15 Aug 2003 chalst   » (Master)

Bad cases make bad laws
With the recent assertion by SCO's chief counsel that `The GPL is invalid' based on an clearly absurd interpretation of copyright law, their case has completely severed what few strands of credibility it once possessed. Some people still argue that this is an important lawsuit, because of the possibility of related actions. This is to neglect the useful lawyer's maxim that bad cases make bad law. I don't think that significant precedents on IP will come from this farce, and the only non-prurient interest I see left is to understand why a well-regarded law firm like Boies, Schiller and Flexner has let its reputation be abused in this way.

Voting machines
Bram argued in his 13th August diary entry against the accuracy of electronic voting machines: in my last post, I tacitly made the assumption that if electronic voting systems are ever deployed, they will perform better than mechanical systems under normal circumstances. I realise that there are grounds to believe this an optimistic assumption; still it is important to bear in mind how bad mechanical systems are: apparently almost 1 in 30 votes is miscast or ignored.
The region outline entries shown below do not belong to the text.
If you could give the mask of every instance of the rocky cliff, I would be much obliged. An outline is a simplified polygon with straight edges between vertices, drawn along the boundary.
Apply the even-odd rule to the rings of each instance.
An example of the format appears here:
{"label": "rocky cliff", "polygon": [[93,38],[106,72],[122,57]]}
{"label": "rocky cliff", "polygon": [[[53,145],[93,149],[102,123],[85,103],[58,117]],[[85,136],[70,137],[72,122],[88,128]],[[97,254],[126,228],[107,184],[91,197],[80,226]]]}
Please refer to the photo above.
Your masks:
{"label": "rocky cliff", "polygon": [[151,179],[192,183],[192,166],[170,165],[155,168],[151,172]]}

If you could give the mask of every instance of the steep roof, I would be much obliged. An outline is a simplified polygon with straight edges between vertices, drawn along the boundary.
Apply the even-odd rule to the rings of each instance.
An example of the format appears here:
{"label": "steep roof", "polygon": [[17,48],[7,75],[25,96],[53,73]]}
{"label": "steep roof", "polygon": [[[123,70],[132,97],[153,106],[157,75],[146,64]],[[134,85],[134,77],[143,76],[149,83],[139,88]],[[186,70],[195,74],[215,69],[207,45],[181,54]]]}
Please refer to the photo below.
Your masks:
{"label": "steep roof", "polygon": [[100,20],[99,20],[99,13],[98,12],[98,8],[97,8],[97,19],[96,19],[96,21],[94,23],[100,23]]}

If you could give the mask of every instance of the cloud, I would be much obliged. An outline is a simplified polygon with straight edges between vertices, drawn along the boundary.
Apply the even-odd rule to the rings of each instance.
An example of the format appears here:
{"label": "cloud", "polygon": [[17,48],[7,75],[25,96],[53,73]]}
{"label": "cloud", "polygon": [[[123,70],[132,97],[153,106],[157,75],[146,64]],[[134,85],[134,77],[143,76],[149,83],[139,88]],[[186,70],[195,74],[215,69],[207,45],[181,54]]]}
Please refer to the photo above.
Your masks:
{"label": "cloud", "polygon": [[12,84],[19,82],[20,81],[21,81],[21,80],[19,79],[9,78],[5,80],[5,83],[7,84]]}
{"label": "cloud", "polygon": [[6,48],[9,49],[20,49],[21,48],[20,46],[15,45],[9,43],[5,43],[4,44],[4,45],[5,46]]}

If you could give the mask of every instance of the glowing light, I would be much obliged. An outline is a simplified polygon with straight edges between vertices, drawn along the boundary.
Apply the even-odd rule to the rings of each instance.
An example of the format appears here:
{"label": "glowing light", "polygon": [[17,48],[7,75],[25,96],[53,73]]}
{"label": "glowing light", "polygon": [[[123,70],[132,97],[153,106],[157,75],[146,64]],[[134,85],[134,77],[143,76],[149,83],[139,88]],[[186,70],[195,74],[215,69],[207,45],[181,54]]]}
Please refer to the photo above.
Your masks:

Also, there is no reason why electronic voting should not create a paper trail, although, I agree, most current proposals do not.

Bram's minefield
In Bram's 6th August entry Bram introduces a `game' played over ZFC: even in the simplified case of large cardinal axioms (LCAs), there may be no fact of the matter of which is stronger: if you look at the diagram of important LCAs in Kanamori's "The Higher Infinite", they form a partial order, not a linear order (I don't know whether this reflects known independence results or just ignorance). I do think as a kind of thought experiment, your exercise is illuminating; I like to think about how different mathematical pholosophy might be if results came to known in different order, might we regard a much weaker or stronger set theory as the default?

The Knight's Tour I
First in a series of posts on a combinatoric problem. A knights tour of an MxN chessboard is a sequence of squares of the board, where there is a valid knight's moves between each square and its successor, and where each square of the chessboard occurs exactly once. The tour is closed if its first square can be reached from its last. Can you prove that there are no solutions for 2x2, 3x3, and 4x4 boards, or closed solutions for the 5x5 board?

Erratum: The original version of this entry asked to prove there are no solutions to 5x5 boards, which is false: there are solutions, only no closed solutions.